Followings are the codes and results:

r = np.array([119.75024144, 119.77177673, 119.79671626, 119.81566188,
       119.81291201, 119.71610143, 119.24156708, 117.66932347,
       114.22145178, 109.27266933, 104.57675147, 101.63381325,
       100.42623807, 100.09436745, 100.02798438, 100.02696846,
       100.05422613, 100.12216521, 100.27569606, 100.60962812,
       101.32023289, 102.71102637, 105.01826819, 108.17052642,
       111.67848758, 114.78442424, 116.95337537, 118.19437002,
       118.84307457, 119.19571404, 119.40326818, 119.53101551,
      119.61170874, 119.66610072, 119.68315253, 119.53757829,
       118.83748609, 116.90425868, 113.32095843, 108.72465638,
       104.58292906, 101.93316248, 100.68856962, 100.22523098,
       100.08558767, 100.07194691, 100.11193397, 100.19142891,
       100.33208922, 100.5849306 , 101.04224415, 101.87565882,
       103.33985519, 105.63631456, 108.64972952, 111.86837667,
       114.67115037, 116.69548163, 117.96207449, 118.69589499,
       119.11781077, 119.36770681, 119.51566311, 119.59301667])

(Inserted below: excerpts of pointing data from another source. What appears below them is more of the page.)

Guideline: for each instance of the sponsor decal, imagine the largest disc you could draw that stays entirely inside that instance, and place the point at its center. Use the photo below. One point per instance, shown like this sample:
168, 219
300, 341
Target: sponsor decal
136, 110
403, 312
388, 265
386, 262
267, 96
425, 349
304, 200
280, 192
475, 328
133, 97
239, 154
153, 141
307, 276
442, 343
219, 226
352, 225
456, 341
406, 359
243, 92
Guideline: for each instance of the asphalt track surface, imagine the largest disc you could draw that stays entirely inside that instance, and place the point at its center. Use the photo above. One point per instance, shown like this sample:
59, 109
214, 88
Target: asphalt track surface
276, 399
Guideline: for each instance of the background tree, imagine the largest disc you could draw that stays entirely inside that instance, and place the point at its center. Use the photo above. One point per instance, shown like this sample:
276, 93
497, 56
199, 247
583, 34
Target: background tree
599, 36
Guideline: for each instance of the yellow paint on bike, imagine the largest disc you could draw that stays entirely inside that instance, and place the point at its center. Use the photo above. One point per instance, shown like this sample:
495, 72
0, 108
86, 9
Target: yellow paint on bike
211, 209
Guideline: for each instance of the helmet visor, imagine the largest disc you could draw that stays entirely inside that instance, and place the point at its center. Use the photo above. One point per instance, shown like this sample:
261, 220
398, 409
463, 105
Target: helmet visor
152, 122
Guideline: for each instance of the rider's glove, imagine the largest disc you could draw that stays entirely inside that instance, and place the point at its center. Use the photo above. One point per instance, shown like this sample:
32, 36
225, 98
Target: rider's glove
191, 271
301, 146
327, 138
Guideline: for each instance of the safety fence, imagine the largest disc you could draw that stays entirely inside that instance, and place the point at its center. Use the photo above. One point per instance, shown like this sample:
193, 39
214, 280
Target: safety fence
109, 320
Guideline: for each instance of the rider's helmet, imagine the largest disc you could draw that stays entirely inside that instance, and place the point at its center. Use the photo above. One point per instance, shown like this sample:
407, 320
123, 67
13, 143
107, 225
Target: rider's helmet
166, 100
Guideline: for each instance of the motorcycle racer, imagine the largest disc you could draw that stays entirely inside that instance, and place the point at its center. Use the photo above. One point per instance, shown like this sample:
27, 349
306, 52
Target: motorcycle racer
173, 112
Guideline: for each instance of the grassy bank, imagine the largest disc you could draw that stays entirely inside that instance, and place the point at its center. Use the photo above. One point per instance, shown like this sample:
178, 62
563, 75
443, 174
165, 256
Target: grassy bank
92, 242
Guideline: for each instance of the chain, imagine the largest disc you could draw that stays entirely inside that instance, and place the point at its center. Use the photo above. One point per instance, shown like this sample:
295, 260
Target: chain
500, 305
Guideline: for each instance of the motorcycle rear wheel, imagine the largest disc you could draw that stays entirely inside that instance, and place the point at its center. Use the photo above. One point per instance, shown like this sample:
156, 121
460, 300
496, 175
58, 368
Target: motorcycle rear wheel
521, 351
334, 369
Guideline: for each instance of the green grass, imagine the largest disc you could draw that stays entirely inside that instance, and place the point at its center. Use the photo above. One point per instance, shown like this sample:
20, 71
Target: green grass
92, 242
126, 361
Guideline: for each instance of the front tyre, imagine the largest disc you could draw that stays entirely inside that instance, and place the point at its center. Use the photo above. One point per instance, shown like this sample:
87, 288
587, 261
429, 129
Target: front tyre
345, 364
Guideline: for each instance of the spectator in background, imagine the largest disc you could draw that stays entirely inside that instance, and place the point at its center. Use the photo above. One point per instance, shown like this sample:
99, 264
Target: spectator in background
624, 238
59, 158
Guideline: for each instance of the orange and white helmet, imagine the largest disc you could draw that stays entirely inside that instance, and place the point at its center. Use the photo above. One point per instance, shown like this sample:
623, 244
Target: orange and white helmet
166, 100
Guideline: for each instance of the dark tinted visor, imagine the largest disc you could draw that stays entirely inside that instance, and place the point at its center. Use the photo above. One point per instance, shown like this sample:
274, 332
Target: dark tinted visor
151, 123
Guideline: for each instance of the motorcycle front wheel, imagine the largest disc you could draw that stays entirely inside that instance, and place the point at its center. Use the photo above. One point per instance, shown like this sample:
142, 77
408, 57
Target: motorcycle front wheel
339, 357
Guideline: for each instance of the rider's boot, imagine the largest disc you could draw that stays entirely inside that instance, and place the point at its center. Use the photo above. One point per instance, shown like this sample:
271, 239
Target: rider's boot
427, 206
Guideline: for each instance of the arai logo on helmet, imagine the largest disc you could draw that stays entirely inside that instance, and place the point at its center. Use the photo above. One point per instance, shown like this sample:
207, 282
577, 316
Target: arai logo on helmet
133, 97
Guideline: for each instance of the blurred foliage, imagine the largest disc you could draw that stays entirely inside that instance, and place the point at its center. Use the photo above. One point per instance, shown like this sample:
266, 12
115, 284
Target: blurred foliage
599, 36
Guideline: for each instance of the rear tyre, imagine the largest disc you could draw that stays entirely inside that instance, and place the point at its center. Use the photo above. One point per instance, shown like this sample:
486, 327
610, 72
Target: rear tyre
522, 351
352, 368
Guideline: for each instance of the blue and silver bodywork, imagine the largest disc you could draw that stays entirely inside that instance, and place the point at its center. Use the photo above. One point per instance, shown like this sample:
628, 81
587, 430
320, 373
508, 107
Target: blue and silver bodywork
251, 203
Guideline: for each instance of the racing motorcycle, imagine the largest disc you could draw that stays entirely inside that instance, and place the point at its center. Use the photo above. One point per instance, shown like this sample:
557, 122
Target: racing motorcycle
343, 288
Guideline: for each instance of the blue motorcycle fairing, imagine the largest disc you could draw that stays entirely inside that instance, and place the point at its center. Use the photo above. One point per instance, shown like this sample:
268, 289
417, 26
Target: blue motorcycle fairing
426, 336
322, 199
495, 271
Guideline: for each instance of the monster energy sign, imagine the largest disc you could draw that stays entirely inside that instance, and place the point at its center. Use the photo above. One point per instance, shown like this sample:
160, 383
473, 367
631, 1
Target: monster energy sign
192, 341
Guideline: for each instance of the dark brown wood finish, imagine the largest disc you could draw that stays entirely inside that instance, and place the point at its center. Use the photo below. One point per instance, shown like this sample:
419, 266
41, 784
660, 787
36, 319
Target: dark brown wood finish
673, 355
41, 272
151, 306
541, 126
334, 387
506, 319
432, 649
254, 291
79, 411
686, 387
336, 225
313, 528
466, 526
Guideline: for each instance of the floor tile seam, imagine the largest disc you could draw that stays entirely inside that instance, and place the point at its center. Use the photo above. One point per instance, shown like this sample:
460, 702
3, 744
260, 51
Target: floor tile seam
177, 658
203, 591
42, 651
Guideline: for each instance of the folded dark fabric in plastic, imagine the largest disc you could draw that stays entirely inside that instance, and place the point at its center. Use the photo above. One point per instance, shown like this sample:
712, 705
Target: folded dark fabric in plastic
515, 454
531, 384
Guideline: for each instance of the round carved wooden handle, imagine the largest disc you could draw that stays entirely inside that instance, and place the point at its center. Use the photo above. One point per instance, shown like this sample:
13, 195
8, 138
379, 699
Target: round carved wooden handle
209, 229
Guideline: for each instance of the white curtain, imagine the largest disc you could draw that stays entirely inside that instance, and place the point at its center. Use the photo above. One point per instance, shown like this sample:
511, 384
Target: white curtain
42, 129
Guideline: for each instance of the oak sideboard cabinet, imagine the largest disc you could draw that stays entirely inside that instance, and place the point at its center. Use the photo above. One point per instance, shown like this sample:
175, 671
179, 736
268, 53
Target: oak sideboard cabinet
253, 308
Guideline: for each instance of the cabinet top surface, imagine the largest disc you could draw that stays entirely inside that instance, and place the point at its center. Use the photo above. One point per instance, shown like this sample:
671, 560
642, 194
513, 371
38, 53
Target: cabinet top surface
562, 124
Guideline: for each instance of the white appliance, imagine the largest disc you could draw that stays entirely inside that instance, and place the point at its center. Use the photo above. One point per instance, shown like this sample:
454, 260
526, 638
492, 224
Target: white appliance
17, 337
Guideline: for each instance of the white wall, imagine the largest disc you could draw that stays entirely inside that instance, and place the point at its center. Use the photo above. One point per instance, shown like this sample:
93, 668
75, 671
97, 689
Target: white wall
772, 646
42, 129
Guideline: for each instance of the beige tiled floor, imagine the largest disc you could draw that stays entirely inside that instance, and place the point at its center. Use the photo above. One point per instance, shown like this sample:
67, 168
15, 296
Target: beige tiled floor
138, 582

z = np.array ([-422.05230434, -408.98182253, -395.78387843, -382.43143962,
       -368.92341485, -355.26851343, -341.47780372, -327.56493425,
       -313.54536462, -299.43740189, -285.26768576, -271.07676026,
      -256.92098157, -242.86416227, -228.95449427, -215.207069  ,
       -201.61590575, -188.17719265, -174.89201262, -161.75452196,
       -148.74812279, -135.85126854, -123.04093538, -110.29151714,
       -97.57502515,  -84.86119278,  -72.1145478 ,  -59.2947726 ,
        -46.36450604,  -33.29821629,  -20.08471733,   -6.72030326,
          6.80047849,   20.48309726,   34.32320864,   48.30267819,
         62.393214  ,   76.56022602,   90.76260159,  104.94787451,
        119.04731699,  132.98616969,  146.71491239,  160.23436159,
       173.58582543,  186.81849059,  199.96724955,  213.05229133,
       226.08870416,  239.09310452,  252.08377421,  265.0769367 ,
        278.08234368,  291.10215472,  304.13509998,  317.18351924,
        330.25976991,  343.38777732,  356.59626164,  369.90725571,
        383.33109354,  396.87227086,  410.5309987 ,  424.28994387])


def shifted(x):
    """Shift x values to the range [-0.5, 0.5)"""
    return -0.5 + (x + 0.5) % 1


#experiment with nfft package
N = 100000
length = r.shape[0]
r_hat = nfft.nfft_adjoint(z, r, 64)

r_reconstructed = nfft.nfft(z, r_hat)

plt.plot(z, r, '.', color='blue')
plt.plot(z, r_reconstructed, '-', color='red')

#experiment with pynfft package


plan = NFFT([length],length)

plan.x = shifted(z)

plan.precompute()
plan.f = r
f_hat = plan.adjoint()

plan.f_hat = f_hat
f_reconstructed  = plan.trafo() 

print(LA.norm(r_reconstructed-f_reconstructed,2))

See the explanation in #14 (comment)

Thank you!

Does that mean we cannot reasonably reconstruct those signals with the band-limited frequency representation?

Therefore, to make the reconstruction results reasonable, maybe I have to find a way to set the a wider frequency grid in pynfft as well.

That's correct: in general it is not possible to perfectly represent N unequally-spaced data points with an N-term Fourier series.